Nduta : More than 70 Burundian refugees detained in Kibondo district dungeons

More than 70 Burundian refugees are detained in the dungeons of Kibondo district in northwestern Tanzania. All are occupants of the Nduta camp set up in this district. These refugees were arrested within a period of one month as announced on Monday by Michael Komwe, head of the police in Kibondo. INFO SOS Médias Burundi
According to the Tanzanian police officer, some of these refugees are suspected of having disrupted security in the villages surrounding the Nduta camp.
« There are others who are involved in banditry acts, others in domestic violence at a time when quite a few other detainees were arrested outside the camp for having gone out without authorization, » Michael Komwe told the local press on Monday in a press briefing.
The police chief in Kibondo said the Burundian refugees in detention were apprehended in search operations targeting « troublemakers » in and around the camp. The detainees are all under the age of 45, the police chief in Kibondo district clarified.
« There are 70 men. Only 3 women are part of the group, » he said.
According to the police, the 73 Burundian refugees detained in Kibondo will be brought before the district Court very soon for trial.
Tanzanian police say at least 95 refugees are detained each year for various offences. According to Burundian refugees in Nduta and Nyarugusu camps, hundreds of refugees have been arrested and sent to cells in the Kigoma region where the two sites are located, in recent years.
« Some of them have never been found.
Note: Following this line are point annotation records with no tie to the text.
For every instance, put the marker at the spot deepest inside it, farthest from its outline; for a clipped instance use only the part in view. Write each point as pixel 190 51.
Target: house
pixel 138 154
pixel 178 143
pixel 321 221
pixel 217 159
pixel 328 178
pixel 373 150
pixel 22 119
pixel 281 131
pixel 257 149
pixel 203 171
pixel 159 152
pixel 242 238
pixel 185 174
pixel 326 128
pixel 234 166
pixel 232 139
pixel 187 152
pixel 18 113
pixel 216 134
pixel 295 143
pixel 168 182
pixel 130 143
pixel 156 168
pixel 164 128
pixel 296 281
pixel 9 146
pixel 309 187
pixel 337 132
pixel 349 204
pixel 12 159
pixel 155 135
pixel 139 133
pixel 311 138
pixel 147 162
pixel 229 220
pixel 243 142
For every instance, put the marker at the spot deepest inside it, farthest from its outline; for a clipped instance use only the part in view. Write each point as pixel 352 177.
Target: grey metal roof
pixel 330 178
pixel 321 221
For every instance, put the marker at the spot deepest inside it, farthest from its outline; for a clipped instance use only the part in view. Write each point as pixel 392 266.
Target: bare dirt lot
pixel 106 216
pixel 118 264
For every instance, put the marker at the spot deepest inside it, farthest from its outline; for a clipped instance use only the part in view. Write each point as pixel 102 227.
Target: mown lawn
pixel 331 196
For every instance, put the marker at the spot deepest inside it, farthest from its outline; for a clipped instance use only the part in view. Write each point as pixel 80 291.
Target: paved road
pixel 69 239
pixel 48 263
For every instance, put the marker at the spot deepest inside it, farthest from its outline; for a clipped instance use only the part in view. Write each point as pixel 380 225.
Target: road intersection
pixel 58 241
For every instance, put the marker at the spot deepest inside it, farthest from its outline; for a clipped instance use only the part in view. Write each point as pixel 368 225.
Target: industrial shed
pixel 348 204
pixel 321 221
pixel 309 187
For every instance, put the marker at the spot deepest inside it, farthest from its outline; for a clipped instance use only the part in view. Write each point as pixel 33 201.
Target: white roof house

Several women have not been informed of the place of detention of their husbands for a long time. We have learned that there are Burundian refugees who have been killed by Tanzanian security services in collaboration with Burundian intelligence. But Tanzanian authorities do not want to admit it, » lament women from the Nduta camp.
Tanzanian authorities, starting with President Samia Suluhu Hassan, announced earlier this year that all Burundian refugees will have to be repatriated by December 2024.
Since then, all actions taken by Tanzanian authorities have been interpreted by Burundian refugees as « coercive measures to push us into forced repatriation ».